Fin janvier, les partis au Gouvernement ont déposé une proposition de loi visant à remplacer les écochèques par une indemnité nette. Le Conseil d’État vient à présent de rendre un avis critique concernant cette proposition. Selon lui, cette réglementation risque en effet de porter atteinte au principe d’égalité.

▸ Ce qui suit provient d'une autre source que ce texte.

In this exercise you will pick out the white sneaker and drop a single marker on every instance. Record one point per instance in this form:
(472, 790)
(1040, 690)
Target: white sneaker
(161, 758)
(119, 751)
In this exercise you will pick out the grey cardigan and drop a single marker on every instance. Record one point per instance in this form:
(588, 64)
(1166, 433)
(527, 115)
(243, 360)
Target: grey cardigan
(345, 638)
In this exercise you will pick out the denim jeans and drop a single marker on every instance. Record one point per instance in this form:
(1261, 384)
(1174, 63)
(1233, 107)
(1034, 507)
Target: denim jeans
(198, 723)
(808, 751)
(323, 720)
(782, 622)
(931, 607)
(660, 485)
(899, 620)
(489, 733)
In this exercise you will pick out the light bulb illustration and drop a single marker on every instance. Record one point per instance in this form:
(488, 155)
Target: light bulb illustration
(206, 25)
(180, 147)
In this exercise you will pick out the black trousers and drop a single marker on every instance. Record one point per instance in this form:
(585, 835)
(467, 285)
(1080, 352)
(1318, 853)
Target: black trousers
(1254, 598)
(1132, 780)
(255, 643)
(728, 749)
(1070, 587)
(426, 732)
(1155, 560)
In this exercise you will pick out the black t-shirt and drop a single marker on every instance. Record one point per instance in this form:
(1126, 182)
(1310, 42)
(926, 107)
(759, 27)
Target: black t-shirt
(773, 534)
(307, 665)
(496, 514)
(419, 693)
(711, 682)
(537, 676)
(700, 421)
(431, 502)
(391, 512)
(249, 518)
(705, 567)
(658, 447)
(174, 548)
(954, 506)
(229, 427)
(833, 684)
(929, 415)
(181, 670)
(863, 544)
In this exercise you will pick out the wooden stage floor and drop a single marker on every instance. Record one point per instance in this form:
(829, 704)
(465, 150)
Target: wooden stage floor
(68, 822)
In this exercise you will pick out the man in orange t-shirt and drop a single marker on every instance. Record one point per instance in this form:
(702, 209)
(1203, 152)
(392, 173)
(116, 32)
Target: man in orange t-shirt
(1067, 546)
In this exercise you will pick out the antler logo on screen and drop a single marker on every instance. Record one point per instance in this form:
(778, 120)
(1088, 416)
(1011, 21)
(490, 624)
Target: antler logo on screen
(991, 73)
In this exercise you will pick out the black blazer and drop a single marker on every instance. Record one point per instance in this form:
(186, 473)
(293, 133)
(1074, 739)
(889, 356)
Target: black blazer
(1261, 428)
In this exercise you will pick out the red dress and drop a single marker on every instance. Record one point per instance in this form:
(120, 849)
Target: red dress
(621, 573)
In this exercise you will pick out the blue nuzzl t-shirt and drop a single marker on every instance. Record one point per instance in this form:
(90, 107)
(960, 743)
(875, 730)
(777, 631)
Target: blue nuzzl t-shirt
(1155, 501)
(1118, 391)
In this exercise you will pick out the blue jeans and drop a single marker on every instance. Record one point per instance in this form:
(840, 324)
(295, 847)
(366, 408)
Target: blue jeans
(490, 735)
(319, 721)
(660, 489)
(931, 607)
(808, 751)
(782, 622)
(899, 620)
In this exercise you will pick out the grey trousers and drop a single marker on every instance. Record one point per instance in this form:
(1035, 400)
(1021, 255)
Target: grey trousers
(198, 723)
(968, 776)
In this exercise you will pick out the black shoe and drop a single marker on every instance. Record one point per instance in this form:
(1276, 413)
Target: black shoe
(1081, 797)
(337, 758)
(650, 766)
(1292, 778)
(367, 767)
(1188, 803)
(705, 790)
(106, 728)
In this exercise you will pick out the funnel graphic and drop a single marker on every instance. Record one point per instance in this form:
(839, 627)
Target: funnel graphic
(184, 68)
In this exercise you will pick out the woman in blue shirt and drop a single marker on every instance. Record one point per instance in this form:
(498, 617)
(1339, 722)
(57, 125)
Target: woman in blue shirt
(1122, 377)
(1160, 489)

Mise en garde du Conseil d’État

« Il convient d’inférer des dispositions considérées en matière de fiscalité et de sécurité sociale que les écochèques sont en principe considérés comme revenus imposables ou comme rémunération et, à ce titre, soumis aux cotisations de sécurité sociale, sauf si leur octroi, leur délivrance, leur utilisation et leur finalité satisfont à certaines conditions strictes », avertit le Conseil d’État. « En supprimant ces conditions et en remplaçant ces chèques par une indemnité nette directement versée aux travailleurs qui peuvent en disposer librement (...), il ne semble plus justifié à la lumière du principe d’égalité de prévoir pour l’indemnité nette un régime fiscal et social spécifique plus favorable que celui qui s’applique à la rémunération ordinaire comparable ».

Le Conseil d’État considère toutefois que « si les auteurs de la proposition de loi estiment que la réglementation proposée se justifie à la lumière du principe constitutionnel d’égalité, ils doivent exposer cette justification au cours de la procédure parlementaire ».

La numérisation sera le moteur

Qu’à cela ne tienne, les auteurs continueront de soutenir la proposition de loi, tenant compte de l’ouverture créée par le Conseil d’État. « La seule chose que fait la proposition de loi, c’est remplacer un chèque (électronique) par de l’argent. Si personne ne doutait manifestement du fait que le principe d’égalité ne s’oppose pas à l’exonération parafiscale d’un titre, pourquoi empêcherait-il l’exonération d’une somme d’argent qui satisfait aux mêmes conditions ? », disent les auteurs.

Les auteurs de la proposition de loi songent à présent à passer éventuellement par une étape intermédiaire. Ils entendent ainsi promouvoir à court terme le passage obligatoire aux écochèques électroniques.

L’Agence pour la simplification administrative a par ailleurs calculé qu’un passage complet à des écochèques électroniques entraînerait une réduction des charges administratives pour les entreprises, les commerçants et les travailleurs de l’ordre de 41 000 000 euros.